This is one of my favorite things ever:

Click the image to see the comic (and to blow it up to GINORMOUS full size).

I want a wall-sized poster. WANT. But he does not have.

Chris

From: [identity profile] sarahbrand.livejournal.com


I don't even want to know how long it took him to do that. In other news, I have to watch Primer now.

From: [identity profile] skyflame.livejournal.com


You can always save it to a flash drive and take it to Kinko's. :P

From: [identity profile] stuology.livejournal.com


I definitely need to keep this one for cubiffice art.

From: [identity profile] dichroic.livejournal.com


Explains a lot about LOTR's success, doesn't it? I think I'd expect to feel something lacking in any story that didn't have that knot somewhere at the climax, when almost everyone comes together. (And I'd have a "what then?" feeling without the denouement, where they all go off again.)

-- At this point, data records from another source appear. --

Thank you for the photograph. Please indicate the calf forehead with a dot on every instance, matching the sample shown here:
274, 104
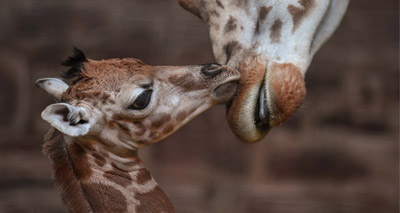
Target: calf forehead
100, 78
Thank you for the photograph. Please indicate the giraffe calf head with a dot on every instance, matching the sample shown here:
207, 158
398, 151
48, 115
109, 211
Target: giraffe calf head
127, 103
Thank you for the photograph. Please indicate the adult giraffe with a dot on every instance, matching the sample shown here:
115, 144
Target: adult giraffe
271, 43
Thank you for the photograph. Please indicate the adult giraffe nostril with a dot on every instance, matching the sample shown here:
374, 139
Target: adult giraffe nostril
262, 112
211, 70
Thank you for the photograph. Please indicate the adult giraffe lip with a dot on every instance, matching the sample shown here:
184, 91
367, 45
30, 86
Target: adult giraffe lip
247, 120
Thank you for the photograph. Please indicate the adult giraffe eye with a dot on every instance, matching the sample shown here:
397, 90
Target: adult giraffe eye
142, 100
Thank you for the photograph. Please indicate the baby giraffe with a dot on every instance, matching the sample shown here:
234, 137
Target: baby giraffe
112, 109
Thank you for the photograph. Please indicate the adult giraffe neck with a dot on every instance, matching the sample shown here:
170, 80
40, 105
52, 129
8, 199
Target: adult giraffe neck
92, 179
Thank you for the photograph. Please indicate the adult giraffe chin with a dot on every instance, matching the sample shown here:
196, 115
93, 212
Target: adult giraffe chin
272, 43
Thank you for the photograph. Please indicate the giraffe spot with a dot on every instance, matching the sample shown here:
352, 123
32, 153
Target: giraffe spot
275, 31
143, 176
220, 4
160, 120
230, 48
230, 25
104, 198
98, 159
262, 14
118, 176
153, 134
181, 116
168, 129
79, 161
154, 201
288, 91
298, 14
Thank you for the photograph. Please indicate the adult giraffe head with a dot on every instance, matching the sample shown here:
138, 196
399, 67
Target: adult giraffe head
272, 44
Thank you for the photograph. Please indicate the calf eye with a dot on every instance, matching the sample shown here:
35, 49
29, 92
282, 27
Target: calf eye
142, 100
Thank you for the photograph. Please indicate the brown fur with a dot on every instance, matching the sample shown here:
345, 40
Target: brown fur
288, 90
230, 48
161, 119
154, 201
298, 14
252, 75
140, 129
275, 33
79, 161
70, 188
262, 14
143, 176
118, 176
105, 198
231, 25
102, 76
99, 160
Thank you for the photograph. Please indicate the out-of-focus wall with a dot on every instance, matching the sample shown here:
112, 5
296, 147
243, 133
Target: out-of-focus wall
339, 153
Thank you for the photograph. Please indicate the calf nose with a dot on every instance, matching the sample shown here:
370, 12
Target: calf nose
211, 70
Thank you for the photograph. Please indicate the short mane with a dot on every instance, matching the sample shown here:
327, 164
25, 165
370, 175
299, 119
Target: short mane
75, 62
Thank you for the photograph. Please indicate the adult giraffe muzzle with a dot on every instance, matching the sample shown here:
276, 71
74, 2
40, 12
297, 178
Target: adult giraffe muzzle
272, 44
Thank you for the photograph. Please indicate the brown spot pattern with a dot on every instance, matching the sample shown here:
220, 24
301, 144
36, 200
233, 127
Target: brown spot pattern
104, 198
79, 161
143, 176
298, 14
154, 201
275, 31
288, 91
98, 159
230, 25
69, 186
118, 176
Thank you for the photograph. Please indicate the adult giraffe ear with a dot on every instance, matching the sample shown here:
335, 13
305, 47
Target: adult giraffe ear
53, 86
71, 120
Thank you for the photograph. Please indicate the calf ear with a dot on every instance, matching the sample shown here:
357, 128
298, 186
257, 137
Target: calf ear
53, 86
70, 120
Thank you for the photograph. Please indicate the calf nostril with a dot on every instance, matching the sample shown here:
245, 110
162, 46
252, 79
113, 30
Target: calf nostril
211, 70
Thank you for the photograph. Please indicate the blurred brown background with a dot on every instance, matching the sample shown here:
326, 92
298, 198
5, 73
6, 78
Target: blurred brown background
339, 153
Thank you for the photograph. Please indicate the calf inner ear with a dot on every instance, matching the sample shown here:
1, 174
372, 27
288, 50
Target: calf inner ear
68, 119
53, 86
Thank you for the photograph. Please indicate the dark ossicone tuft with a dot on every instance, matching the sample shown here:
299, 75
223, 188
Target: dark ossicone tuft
75, 62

It occurs to me that one exception would be Peg Kerr's Wild Swans, where the two threads reflect each other rather than coming together - but I'd still expect to see the same knot pattern in each story in that case, and I'd expect the two to have similar graphs.

From: [identity profile] siro-gravity.livejournal.com


MUST SEE PRIMER!!!

the 12 angry men diagram is so funny!!! AAAAHAHAA!!

eta: primer is "watch instantly" at netflix! WOOOOO HOOOOO!!!!
Edited Date: 2009-11-04 04:42 am (UTC)

From: [identity profile] mckitterick.livejournal.com


True, but I want the creator to get somethin' out of it.

From: [identity profile] mckitterick.livejournal.com


Yeah, it's interesting to see that compelling stories tend to have complex story, at least as far as character-interaction goes.